Any assistance would be greatly appreciated.


  • You can use the fnmatch built in library. For example, if you want to find all the words in your text that ends with 'thispattern', you can do it like this:

    import fnmatch 
    txt = ["longerthepattern is the word i want", "thisisthepattern and it works"]
    pattern =  '*thepattern'
    to_add_to_stoplist = []
    for sentence in txt: 
        filters = fnmatch.filter(sentence.split(" "),pattern)
        to_add_to_stoplist += filters

    And it outputs:

    ['longerthepattern', 'thisisthepattern']

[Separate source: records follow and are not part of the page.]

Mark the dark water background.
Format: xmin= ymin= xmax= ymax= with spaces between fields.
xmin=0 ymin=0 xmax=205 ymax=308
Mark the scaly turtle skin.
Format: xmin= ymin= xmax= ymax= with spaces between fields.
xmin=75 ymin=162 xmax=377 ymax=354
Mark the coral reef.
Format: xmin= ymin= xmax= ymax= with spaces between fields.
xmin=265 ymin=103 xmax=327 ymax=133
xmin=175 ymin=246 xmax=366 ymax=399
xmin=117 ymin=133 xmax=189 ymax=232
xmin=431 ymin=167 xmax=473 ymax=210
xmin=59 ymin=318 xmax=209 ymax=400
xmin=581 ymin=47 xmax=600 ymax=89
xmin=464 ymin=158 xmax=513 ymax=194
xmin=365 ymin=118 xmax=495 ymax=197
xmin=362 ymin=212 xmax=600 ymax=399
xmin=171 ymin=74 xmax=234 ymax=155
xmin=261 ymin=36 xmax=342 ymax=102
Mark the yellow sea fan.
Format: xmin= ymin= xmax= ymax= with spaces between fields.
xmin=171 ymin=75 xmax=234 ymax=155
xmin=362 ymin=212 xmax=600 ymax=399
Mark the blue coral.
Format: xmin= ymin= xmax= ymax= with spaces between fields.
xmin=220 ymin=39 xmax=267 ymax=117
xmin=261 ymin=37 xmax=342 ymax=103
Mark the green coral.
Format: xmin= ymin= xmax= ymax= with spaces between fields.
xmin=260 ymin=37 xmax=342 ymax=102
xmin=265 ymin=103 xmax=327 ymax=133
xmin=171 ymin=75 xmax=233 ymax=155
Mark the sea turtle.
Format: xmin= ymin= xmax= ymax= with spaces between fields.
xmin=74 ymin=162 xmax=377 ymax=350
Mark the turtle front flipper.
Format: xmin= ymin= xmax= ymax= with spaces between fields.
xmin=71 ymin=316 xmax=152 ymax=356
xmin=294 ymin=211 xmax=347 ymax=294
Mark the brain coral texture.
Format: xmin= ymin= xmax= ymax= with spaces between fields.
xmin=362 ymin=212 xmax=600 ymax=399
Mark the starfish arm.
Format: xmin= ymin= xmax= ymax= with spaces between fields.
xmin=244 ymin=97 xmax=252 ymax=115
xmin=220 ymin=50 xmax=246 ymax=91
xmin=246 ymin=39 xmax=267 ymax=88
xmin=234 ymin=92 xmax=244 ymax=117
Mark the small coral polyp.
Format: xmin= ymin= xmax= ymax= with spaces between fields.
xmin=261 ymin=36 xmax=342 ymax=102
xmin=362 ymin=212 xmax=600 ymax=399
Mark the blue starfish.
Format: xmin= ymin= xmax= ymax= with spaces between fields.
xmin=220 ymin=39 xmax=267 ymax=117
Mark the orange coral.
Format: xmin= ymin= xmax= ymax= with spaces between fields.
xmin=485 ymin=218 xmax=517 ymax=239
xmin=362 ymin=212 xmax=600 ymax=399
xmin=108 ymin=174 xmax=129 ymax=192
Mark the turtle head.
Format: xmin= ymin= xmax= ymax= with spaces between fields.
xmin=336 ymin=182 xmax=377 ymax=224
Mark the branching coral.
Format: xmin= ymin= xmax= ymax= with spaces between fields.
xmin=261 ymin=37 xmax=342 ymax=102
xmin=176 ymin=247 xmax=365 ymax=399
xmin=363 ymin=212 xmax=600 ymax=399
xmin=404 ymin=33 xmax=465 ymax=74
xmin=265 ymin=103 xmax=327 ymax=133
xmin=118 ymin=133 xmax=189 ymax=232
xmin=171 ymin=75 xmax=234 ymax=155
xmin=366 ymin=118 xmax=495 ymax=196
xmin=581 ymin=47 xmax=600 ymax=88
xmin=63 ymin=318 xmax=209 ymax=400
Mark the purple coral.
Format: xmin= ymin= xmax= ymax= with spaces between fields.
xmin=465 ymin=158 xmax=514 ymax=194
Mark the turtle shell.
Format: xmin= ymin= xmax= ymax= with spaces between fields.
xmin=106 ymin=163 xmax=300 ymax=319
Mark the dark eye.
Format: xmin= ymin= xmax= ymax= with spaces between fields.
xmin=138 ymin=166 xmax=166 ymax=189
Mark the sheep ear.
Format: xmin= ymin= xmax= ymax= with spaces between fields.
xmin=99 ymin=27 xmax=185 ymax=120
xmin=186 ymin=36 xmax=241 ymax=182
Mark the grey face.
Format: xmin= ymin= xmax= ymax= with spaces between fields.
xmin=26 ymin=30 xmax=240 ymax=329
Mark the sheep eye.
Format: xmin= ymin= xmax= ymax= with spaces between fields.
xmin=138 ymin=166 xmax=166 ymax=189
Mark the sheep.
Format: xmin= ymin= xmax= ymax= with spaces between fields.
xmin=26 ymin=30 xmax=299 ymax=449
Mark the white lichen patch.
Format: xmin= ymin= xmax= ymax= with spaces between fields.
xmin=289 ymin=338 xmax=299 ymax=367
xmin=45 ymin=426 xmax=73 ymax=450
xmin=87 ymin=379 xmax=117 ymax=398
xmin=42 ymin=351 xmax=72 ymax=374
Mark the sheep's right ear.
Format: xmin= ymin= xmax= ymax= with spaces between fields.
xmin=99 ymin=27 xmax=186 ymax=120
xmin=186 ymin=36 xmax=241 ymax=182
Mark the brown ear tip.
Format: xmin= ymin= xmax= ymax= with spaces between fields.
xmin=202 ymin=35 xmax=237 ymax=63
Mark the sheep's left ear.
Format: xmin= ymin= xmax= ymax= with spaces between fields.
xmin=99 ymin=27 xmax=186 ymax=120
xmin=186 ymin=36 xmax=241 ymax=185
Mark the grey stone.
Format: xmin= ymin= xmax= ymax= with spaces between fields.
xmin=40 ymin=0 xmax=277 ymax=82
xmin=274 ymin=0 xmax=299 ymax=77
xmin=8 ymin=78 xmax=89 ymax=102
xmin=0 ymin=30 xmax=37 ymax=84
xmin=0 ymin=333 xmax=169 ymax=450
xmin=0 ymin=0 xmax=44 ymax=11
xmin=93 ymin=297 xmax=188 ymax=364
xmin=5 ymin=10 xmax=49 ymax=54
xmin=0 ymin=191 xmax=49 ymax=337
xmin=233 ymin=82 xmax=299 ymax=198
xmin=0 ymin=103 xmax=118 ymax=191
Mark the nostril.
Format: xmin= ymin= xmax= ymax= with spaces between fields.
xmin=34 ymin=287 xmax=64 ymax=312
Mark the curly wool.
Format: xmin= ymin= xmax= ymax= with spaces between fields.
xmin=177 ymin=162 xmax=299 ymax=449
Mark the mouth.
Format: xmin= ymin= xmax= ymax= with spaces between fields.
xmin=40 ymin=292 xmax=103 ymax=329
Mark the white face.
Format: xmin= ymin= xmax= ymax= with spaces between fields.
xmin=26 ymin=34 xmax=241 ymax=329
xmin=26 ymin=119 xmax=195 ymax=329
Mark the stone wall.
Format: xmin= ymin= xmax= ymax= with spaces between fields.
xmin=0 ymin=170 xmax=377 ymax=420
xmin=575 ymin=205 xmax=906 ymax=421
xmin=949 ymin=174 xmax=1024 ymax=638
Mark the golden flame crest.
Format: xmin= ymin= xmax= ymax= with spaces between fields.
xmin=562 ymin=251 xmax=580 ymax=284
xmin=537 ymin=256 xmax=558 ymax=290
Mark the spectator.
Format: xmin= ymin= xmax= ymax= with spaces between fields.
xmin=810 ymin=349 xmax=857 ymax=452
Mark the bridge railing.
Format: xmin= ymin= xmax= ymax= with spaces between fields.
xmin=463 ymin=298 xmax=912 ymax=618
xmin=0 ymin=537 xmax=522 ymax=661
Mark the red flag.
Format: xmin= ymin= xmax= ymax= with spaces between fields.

    You can add this list of words to the stopwords.


    Here is a version using for comprehensions to analyze multiple patterns. It no longer uses fnmatch and uses the str.endswith function.

    Note that it requires the patterns to be a tuple, and not a list.

    txt = ["longerthepattern removeme is the word i want", "thisisthepattern and it works"]
    patterns = ("pattern","veme")
    def my_func(sentence): 
        return [x for x in sentence.split(" ") if x.lower().endswith(patterns)]
    to_add_to_stop = [word for sentence in txt for word in my_func(sentence) ]

    It outputs:

    ['longerthepattern', 'removeme', 'thisisthepattern']


    I added the .lower() fonction in the for comprehension to ensure that the words we are comparing with the patterns are all lowercase since the patterns are lowercase as well.